Add to this spatial overload that my calendar likes to present itself sometimes in a month format, and other times by week. Worse yet, on some of my calendar interfaces the months scroll in a left-right orientation, and on other interfaces the months scroll up-down.

I also have to jump back and forth between my keyboard and my mouse. That’s another brain complication with spatial implications. Individually, every component I mentioned is simple. It only becomes a problem when they are clustered.

So what’s the solution?

First, you want to separate your keyboard tasks from the clicking tasks. I want to do all of my clicking first and my typing of descriptions at the end. My Droid calendar interface asks me for the “What,” then makes me click something else, then I must rotate the roulette wheel, then go back to typing for the “Where” and the “Description.” Meanwhile, my brain stubbornly believes the “What” box and the “Description” box should be the same thing. If I’m entering “Bob’s birthday,” what is the “What” and which is the “Description”? Stop screwing with me, Google!

Now let’s consider my brilliant new calendar interface idea. The date and time need to be arranged on a single screen using the same spatial metaphor. On the left you have years, starting from the current year at the top and ascending. The user clicks one to select. No scrolling needed.

On the same screen, to the right of the years column is the month column, with January at the top, descending to December at the bottom. The user clicks a month, no scrolling needed.

To the right of the month column is a column for the hour, with Midnight at the top, descending through the hours. The range between 6 AM and 6PM would be shaded to call out the normal workday range. Click once for the hour.

Next is the minutes column, from zero at the top to 55 at the bottom, in 5-minute increments.

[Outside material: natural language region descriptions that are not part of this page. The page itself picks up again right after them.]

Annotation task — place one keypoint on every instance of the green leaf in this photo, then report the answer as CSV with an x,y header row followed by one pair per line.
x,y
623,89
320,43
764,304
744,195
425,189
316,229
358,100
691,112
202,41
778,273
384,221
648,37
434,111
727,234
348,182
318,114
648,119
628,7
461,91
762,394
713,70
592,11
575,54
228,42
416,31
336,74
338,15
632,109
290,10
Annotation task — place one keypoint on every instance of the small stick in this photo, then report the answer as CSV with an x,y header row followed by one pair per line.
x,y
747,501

The 15/30/45 increments would be larger for easy selection.

With this model, time is organized from big (year) to small (minutes), from left to right, just as you would expect. And it requires your mind to stay in one spatial model throughout. It might require some tweaking to make it finger-friendly for smartphone screens, but that seems doable. Perhaps on the day column, where you need to fit 31 choices, touching it once zooms the general area of your choice so the next click can pick the date with more specificity, then it unzooms.

And I suppose you need another column at the end to pick the length of the meeting.

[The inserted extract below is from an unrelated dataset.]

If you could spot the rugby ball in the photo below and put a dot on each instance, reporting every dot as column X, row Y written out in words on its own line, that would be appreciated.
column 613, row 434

While I’m complaining, get rid of the “All day” default. If I want a meeting with no start or stop, let me specify the date without the time and move to the next screen.

I’m sure my approach has its own problems. The main idea is to keep the user’s brain in the same spatial processing model throughout the process.

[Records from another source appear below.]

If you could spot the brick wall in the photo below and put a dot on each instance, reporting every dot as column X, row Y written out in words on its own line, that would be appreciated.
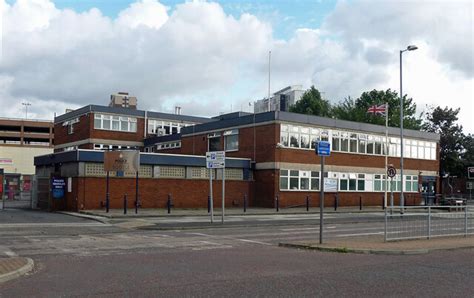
column 153, row 193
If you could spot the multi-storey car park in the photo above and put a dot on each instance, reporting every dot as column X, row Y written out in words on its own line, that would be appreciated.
column 268, row 154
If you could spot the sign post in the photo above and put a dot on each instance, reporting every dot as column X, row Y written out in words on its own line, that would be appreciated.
column 391, row 172
column 323, row 149
column 216, row 160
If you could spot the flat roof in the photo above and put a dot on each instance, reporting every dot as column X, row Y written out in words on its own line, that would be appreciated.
column 301, row 119
column 83, row 155
column 129, row 112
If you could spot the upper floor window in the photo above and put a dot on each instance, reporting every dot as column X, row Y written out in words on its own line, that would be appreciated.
column 231, row 140
column 214, row 141
column 117, row 123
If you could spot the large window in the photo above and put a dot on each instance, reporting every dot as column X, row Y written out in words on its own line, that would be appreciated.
column 214, row 140
column 231, row 139
column 164, row 127
column 117, row 123
column 302, row 137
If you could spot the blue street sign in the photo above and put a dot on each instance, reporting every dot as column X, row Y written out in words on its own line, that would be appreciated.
column 323, row 148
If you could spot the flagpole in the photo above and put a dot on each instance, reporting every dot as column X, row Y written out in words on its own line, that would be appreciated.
column 386, row 154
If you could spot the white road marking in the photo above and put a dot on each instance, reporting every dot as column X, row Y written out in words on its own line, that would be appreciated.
column 11, row 253
column 358, row 234
column 52, row 225
column 253, row 241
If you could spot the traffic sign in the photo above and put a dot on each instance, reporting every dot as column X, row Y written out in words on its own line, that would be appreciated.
column 469, row 185
column 391, row 171
column 215, row 160
column 323, row 148
column 470, row 172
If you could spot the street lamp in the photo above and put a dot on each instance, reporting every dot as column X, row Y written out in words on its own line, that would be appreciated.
column 402, row 199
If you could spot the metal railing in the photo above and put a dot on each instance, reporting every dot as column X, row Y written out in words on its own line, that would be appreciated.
column 428, row 222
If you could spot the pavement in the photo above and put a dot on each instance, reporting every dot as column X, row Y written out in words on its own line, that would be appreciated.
column 376, row 245
column 161, row 212
column 14, row 267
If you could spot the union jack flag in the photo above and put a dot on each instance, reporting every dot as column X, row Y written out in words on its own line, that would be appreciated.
column 378, row 110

On a related note, I wonder if this brain overload problem is more important to our daily lives than we notice. For example, I have a hypothesis that ping pong can cure attention deficit disorder. A good player will focus intensely on the ball at the moment of impact and instantly switch his attention to the other player, and the larger strategy, until the ball is struck on the other side of the table. In the course of a match, a player quickly switches from intense concentration on the ball to a broader concentration and back hundreds of times. Does the brain of a ping pong player become extra good at controlling concentration as needed?

And is it possible to manipulate people, in terms of marketing or sales, by cleverly overloading the resistance areas of the brain with the sort of thought processes that are meant to exhaust it? That’s probably happening now, but in more of an accidental and trial-and-error way. What if we discovered that asking for a favor works best when the other person is involved in a certain type of mental task?

I need to go combine some spatial planning with some language processing tasks and make a comic now.